Undefined By Data: A Survey of Big Data Definitions


Paper by Jonathan Stuart Ward and Adam Barker: “The term big data has become ubiquitous. Owing to shared origin between academia, industry and the media there is no single unified definition, and various stakeholders provide diverse and often contradictory definitions. The lack of a consistent definition introduces ambiguity and hampers discourse relating to big data. This short paper attempts to collate the various definitions which have gained some degree of traction and to furnish a clear and concise definition of an otherwise ambiguous term…
Despite the range and differences existing within each of the aforementioned definitions there are some points of similarity. Notably all definitions make at least one of the following assertions:
Size: the volume of the datasets is a critical factor.
Complexity: the structure, behaviour and permutations of the datasets is a critical factor.
Technologies: the tools and techniques which are used to process a sizable or complex dataset is a critical factor.
The definitions surveyed here all encompass at least one of these factors, most encompass two. An extrapolation of these factors would therefore postulate the following: Big data is a term describing the storage and analysis of large and or complex data sets using a series of techniques including, but not limited to: NoSQL, MapReduce and machine learning.”

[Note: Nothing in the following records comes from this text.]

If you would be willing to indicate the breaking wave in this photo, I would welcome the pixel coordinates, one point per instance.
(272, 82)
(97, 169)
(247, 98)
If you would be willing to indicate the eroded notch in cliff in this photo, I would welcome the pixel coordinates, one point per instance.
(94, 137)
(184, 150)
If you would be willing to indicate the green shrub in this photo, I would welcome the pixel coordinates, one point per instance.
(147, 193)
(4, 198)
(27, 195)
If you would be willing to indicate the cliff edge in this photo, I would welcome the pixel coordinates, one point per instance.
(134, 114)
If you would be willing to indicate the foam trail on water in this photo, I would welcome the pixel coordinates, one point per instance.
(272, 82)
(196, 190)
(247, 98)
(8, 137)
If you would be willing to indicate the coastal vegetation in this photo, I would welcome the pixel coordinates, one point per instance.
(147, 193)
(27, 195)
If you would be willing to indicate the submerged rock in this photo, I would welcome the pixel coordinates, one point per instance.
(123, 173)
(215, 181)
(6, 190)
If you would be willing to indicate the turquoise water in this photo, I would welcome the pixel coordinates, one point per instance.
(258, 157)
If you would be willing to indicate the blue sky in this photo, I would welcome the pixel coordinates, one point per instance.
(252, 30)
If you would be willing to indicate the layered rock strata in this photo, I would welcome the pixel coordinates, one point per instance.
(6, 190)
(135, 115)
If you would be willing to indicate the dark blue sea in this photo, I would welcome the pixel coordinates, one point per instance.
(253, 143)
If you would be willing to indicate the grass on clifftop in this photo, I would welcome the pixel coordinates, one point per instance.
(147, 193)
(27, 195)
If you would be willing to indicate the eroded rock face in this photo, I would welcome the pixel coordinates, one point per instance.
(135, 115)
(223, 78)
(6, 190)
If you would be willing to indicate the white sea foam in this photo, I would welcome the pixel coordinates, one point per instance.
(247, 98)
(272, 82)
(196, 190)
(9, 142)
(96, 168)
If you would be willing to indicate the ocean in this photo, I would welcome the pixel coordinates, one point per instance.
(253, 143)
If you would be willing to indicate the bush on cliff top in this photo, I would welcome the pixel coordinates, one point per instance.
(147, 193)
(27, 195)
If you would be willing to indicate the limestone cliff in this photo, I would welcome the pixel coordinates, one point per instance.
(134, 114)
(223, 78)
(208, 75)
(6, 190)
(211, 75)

Using Participatory Crowdsourcing in South Africa to Create a Safer Living Environment


New Paper by Bhaveer Bhana, Stephen Flowerday, and Aharon Satt in the International Journal of Distributed Sensor Networks: “The increase in urbanisation is making the management of city resources a difficult task. Data collected through observations (utilising humans as sensors) of the city surroundings can be used to improve decision making in terms of managing these resources. However, the data collected must be of a certain quality in order to ensure that effective and efficient decisions are made. This study is focused on the improvement of emergency and non-emergency services (city resources) through the use of participatory crowdsourcing (humans as sensors) as a data collection method (collect public safety data), utilising voice technology in the form of an interactive voice response (IVR) system.
The study illustrates how participatory crowdsourcing (specifically humans as sensors) can be used as a Smart City initiative focusing on public safety by illustrating what is required to contribute to the Smart City, and developing a roadmap in the form of a model to assist decision making when selecting an optimal crowdsourcing initiative. Public safety data quality criteria were developed to assess and identify the problems affecting data quality.
This study is guided by design science methodology and applies three driving theories: the Data Information Knowledge Action Result (DIKAR) model, the characteristics of a Smart City, and a credible Data Quality Framework. Four critical success factors were developed to ensure high quality public safety data is collected through participatory crowdsourcing utilising voice technologies.”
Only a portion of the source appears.